Es fallen immer wieder die Begriffe "Vernichtungskriege". So etwas spricht sich rum. Andere germanische Stämme erhalten davon Kunde, dass mit den Besiegten nicht gut umgegangen wird und schon gar nicht, wenn sie sich als widerspenstig erweisen.

Es will mir einfach nicht in den Sinn, dass die germanischen Stämme, trotz allen Zwist, nicht Rom frühzeitig als gemeinsamen Feind erkannt und entsprechend gehandelt haben.
Ja, ich weiß, es gibt zig Argumente dagegen und einige haben auch durchaus ihre Berechtigung, nur ...

Wenn ich aus einem Cheruskerdorf käme und sehen würde, wie der eigene Stamm/Ethnie/Sippe gegen die Chatten, gegen die Fosen, gegen die Chauken oder wen auch immer kämpft und dann erscheint auf einmal eine römische Legion auf dem Schauplatz und die sieht die eigenen Leute als "Barbaren" für die sie nur ein Rezept haben. Zumindest wenn man Rom herausfordert.

Doch Arminius scheint es ja innerhalb relativ kurzer Zeit nach seiner Rückkehr aus Rom geschafft, eine derartige Allianz aus Brukterern, Marsern & Co. zu schaffen, die zumindest für diese eine Kampagne Bestand hatte und danach auch erstaunlich schnell wieder zerfiel.
Wie er das geschafft hatte, wie er argumentiert hatte, um die wichtigen Leute auf seine Seite zu ziehen, bleibt ein Rätsel der Geschichte.
 
Es will mir einfach nicht in den Sinn, dass die germanischen Stämme, trotz allen Zwist, nicht Rom frühzeitig als gemeinsamen Feind erkannt und entsprechend gehandelt haben.
Ja, ich weiß, es gibt zig Argumente dagegen und einige haben auch durchaus ihre Berechtigung, nur ...

Wenn ich aus einem Cheruskerdorf käme und sehen würde, wie der eigene Stamm/Ethnie/Sippe gegen die Chatten, gegen die Fosen, gegen die Chauken oder wen auch immer kämpft und dann erscheint auf einmal eine römische Legion auf dem Schauplatz und die sieht die eigenen Leute als "Barbaren" für die sie nur ein Rezept haben.
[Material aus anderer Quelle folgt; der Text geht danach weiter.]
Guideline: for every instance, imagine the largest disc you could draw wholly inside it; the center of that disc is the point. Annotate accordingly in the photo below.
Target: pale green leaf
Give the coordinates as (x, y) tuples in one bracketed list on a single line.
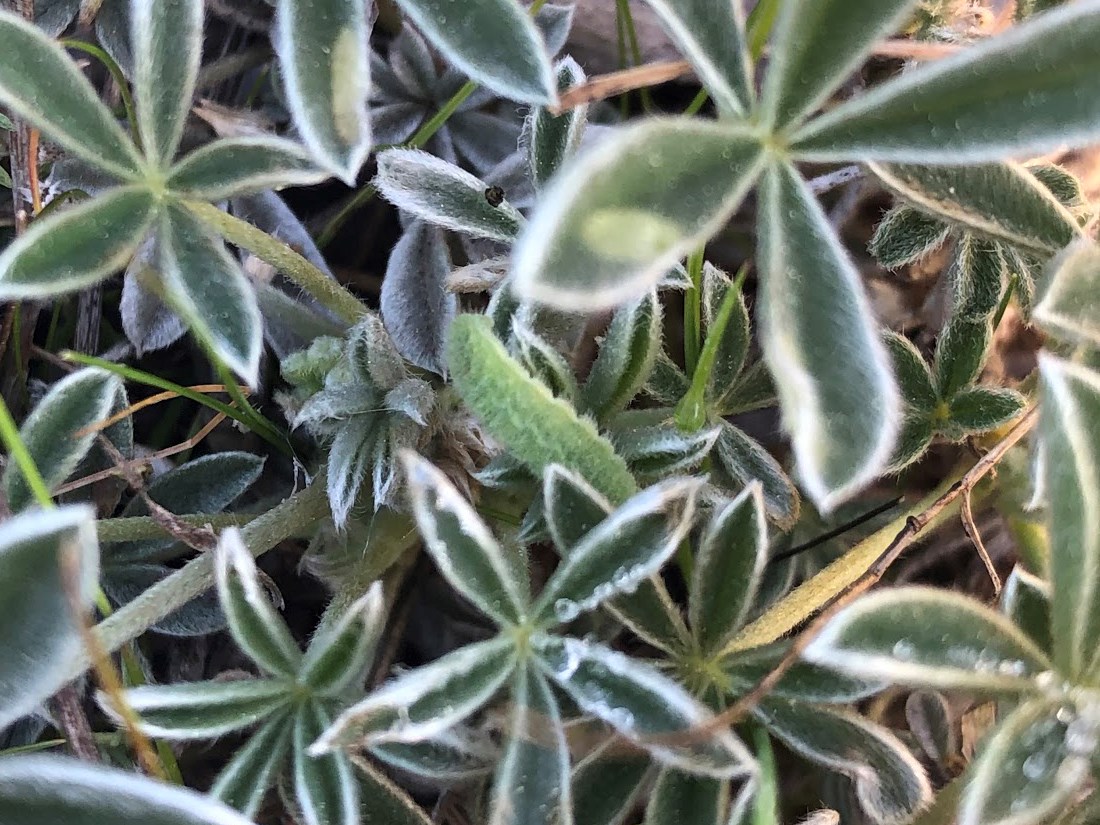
[(166, 41), (520, 413), (341, 653), (235, 166), (928, 638), (493, 42), (444, 195), (619, 216), (323, 51), (680, 796), (531, 782), (642, 705), (1027, 91), (204, 710), (46, 790), (821, 342), (711, 34), (905, 235), (40, 634), (325, 785), (41, 84), (462, 547), (246, 778), (208, 288), (889, 782), (422, 703), (616, 557), (816, 44), (256, 627), (1069, 303), (1070, 441), (1001, 200), (729, 564), (58, 433), (1027, 769), (76, 246)]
Zumindest wenn man Rom herausfordert.
Es war ja nicht so, dass Rom mit brutaler Gewalt alles niedergemacht hätte. Die Römer gingen oft schon brutal vor – wenn jemand Widerstand leistete. Für Stämme, die sich (mehr oder weniger) „freiwillig“ unterwarfen, änderte sich vorerst nicht viel. Die Römer betrieben keine Zwangsromanisierung, der Alltag ging also zumindest vorerst wohl großteils wie gehabt weiter. Für Stämme, die bislang unter ihren Nachbarn zu leiden hatten, konnte der neue Oberherr, der für Ruhe und Ordnung sorgte, durchaus ein Gewinn sein. Wieso sollte man sich mit einem fiesen Nachbarn zusammentun, um gegen den zu kämpfen, der diesen fiesen Nachbarn neuerdings im Zaum hält?

Kritisch wurde die Lage erst, als die Römer begannen, die frisch Unterworfenen tatsächlich wie Provinzialen zu behandeln.